Betreff
Erhöhung der angemessenen Kosten der Unterkunft und Heizung für energiesanierte Wohnungen
Vorlage
55/035/2022
Aktenzeichen
Amt 55 /GW022
Art
Beschlussvorlage

Der Änderungsantrag der Erlanger Linken, Nr.385/2021 vom 22.11.2021 ist hiermit bearbeitet.

Inhalt des Antrags ist die Forderung nach einer Erhöhung der angemessenen Kosten der Unterkunft und Heizung für energiesanierte Wohnungen um 15%. Nach der geltenden Beschlusslage wird für diese Wohnungen ein Zuschlag von 10% auf die geltende Mietobergrenze gezahlt.

Eine Änderung der aktuellen Regelung ist abzulehnen.

Schon die Gewährung eines Zuschlags von 10% stellt in Deutschland eine Besonderheit dar, die uns von keinem anderen Jobcenter bekannt ist.

Ziel der Politik ist es, durch geeignete Maßnahmen die Klimaerwärmung zu begrenzen. Dem hat sich die Stadt Erlangen in besonderer Weise verschrieben. Deshalb wird hier mittels des Zuschlags der ökologisch höchst wünschenswerte Markt an energieeffizienten Wohnungen auch für Leistungsbeziehende zugänglich gemacht.

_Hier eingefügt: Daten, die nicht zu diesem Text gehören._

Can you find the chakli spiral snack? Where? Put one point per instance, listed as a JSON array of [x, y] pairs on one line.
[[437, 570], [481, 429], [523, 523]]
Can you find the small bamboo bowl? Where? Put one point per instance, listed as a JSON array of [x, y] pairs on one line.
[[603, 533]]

Zugleich gilt für die Rechtsgebiete SGB II und SGB XII nach höchstrichterlicher Rechtsprechung grundsätzlich, dass eine Wohnung nur dann angemessen ist, wenn sie nach Ausstattung, Lage und Bausubstanz einfachen und grundlegenden Bedürfnissen entspricht und keinen gehobenen Wohnstandard aufweist.

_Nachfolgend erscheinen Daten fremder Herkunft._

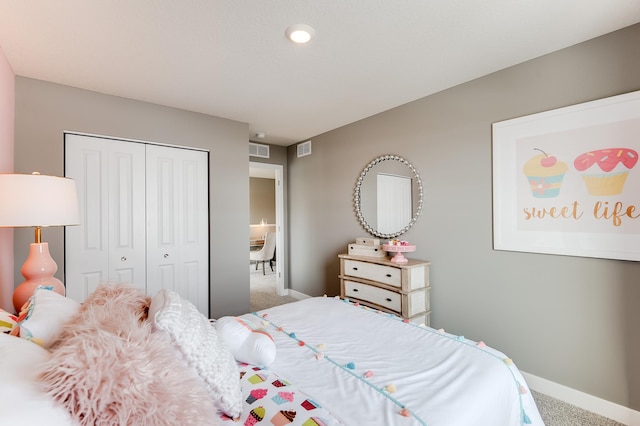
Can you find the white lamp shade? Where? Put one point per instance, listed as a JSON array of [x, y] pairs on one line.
[[37, 200]]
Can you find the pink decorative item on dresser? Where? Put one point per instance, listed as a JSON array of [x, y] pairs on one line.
[[398, 247]]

Bei Wohngebäuden, die einem hohen energetischen Standard entsprechen, handelt es sich regelmäßig um Neubauten oder um sanierte Altbauten, mithin um Wohnraum, der ohnehin oberhalb dieses Maßstabs liegt.

Im Bereich des SGB II werden die Kosten der Unterkunft und Heizung zu einem großen Teil nicht durch die Kommune, sondern durch den Bund getragen. Gemäß Bundesbeteiligungs-Festlegungsverordnung 2020 (BBFestV 2020) wurde für 2020 eine Bundesbeteiligung an den Leistungen nach § 22 Abs. 1 SGB II von 72,1% und für 2021 von 70,6% festgelegt. Entscheidungen, die die Höhe der Kosten der Unterkunft betreffen, belasten also in erster Linie den Bund, dessen Regelungen einen, wie in Erlangen gewährten, Zuschlag nicht vorsehen. Aus dem Recht der kommunalen Selbstverwaltung ist eine noch großzügigere Abweichung vom Bundesrecht nicht rechtssicher herleitbar.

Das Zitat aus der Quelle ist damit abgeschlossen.